Once thieves get physical access to the car, the next target is the car’s internal network. The Controller Area Network (CAN bus) connects critical electronic control units (ECUs) – and if attackers can tap into it, they can impersonate trusted devices. Modern car thieves have developed stealthy CAN injection tools that make this possible.

One notorious example involves a small electronic device hidden inside an innocuous object (like a portable speaker). Thieves covertly plug this device into an exposed CAN wiring junction on the car – for instance, behind a headlight assembly or another external light where the CAN wires are accessible near the edge of the vehicle.

Once connected to the car’s CAN bus, the rogue device mimics the messages of an authorized ECU. It  floods the bus with a burst of CAN messages declaring “a valid key is present” or instructing specific actions like unlocking the doors.

OBD-II and Diagnostic Interface Exploits

Another favorite target for car thieves is the On-Board Diagnostics (OBD-II) port and related diagnostic functions. The OBD-II port is a standardized interface (usually under the dashboard) that gives access to the vehicle’s internal networks and ECUs for maintenance — and, if not secured, for malicious reprogramming. Attackers with physical access to the car’s interior can use this port to essentially reconfigure the car to accept their own key.

A concrete example: in the UK, a vehicle owner interrupted a theft in progress and later found a device plugged into their car’s OBD-II port. Upon analysis, it turned out to be a black-market “emergency start” module designed to defeat the engine immobilizer and start the car within seconds — no physical key needed. This is not an isolated incident; organized car theft rings often carry portable OBD hacking units that look like innocuous electronic gadgets.

Telematics and Backend Attacks (PKI/Cloud)

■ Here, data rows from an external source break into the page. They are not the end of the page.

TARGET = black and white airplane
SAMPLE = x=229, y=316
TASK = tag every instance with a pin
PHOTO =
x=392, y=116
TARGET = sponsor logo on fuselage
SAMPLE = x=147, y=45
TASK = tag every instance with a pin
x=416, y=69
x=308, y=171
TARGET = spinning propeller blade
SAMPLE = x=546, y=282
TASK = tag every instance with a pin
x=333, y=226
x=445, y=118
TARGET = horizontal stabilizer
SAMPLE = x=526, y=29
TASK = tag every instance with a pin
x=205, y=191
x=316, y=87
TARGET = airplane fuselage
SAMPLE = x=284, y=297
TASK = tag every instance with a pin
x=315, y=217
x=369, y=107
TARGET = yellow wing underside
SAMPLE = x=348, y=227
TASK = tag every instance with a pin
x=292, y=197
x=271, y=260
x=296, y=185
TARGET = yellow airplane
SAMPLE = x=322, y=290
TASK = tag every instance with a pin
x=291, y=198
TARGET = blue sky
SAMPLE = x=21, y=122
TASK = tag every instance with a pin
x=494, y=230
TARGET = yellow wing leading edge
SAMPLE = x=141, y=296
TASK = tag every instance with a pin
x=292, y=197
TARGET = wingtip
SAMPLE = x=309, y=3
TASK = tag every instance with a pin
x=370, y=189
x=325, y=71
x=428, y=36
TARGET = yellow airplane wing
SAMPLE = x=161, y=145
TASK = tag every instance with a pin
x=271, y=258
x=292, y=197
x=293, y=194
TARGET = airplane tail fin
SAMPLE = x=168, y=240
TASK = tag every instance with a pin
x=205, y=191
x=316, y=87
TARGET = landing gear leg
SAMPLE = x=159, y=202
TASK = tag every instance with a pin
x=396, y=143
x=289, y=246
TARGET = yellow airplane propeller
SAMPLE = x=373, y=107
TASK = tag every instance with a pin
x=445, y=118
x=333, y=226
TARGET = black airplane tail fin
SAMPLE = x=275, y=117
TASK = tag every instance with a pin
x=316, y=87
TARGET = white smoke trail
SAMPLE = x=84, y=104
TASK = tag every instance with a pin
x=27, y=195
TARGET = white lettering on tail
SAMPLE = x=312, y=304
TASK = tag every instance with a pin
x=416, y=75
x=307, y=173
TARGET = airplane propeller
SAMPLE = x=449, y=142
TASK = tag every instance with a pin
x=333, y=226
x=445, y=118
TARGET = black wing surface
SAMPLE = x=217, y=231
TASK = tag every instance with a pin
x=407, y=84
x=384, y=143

Not all car attacks require physical access — some target connected services. Modern vehicles often include telematics units and mobile apps that enable remote lock/unlock, engine start, GPS tracking, and more. These features depend on communication between the car and backend servers. If those communications or APIs are insecure, attackers can potentially send malicious commands over the internet.

In late 2022, a group of white-hat hackers (led by researcher Sam Curry) systematically analyzed many automakers’ mobile app and telematics APIs. They discovered a raft of logic flaws that allowed remote access to vehicles. In one case, knowing the VIN was enough to remotely control vehicles from multiple brands including Kia, Honda, Nissan, Acura and others.

Conclusion

From wireless key fob hacks to CAN bus injections and cloud API exploits, real-world car theft techniques now span both physical and digital attack surfaces. We’ve seen criminals amplify RF signals to open cars from afar, jam and replay codes to trick vehicles, plug in illicit devices to OBD ports to program new keys, and even exploit backend systems to remotely unlock cars over the internet. Each method targets a different layer of the automotive ecosystem – but all have been demonstrated outside of labs, on actual vehicles. For Tier 1 suppliers and automakers, understanding these attack paths is crucial. It highlights why defense in depth is needed: secure wireless protocols, segmented and hardened CAN networks, strong authentication for diagnostics, robust cloud security, and faultless implementation of cryptography at every layer.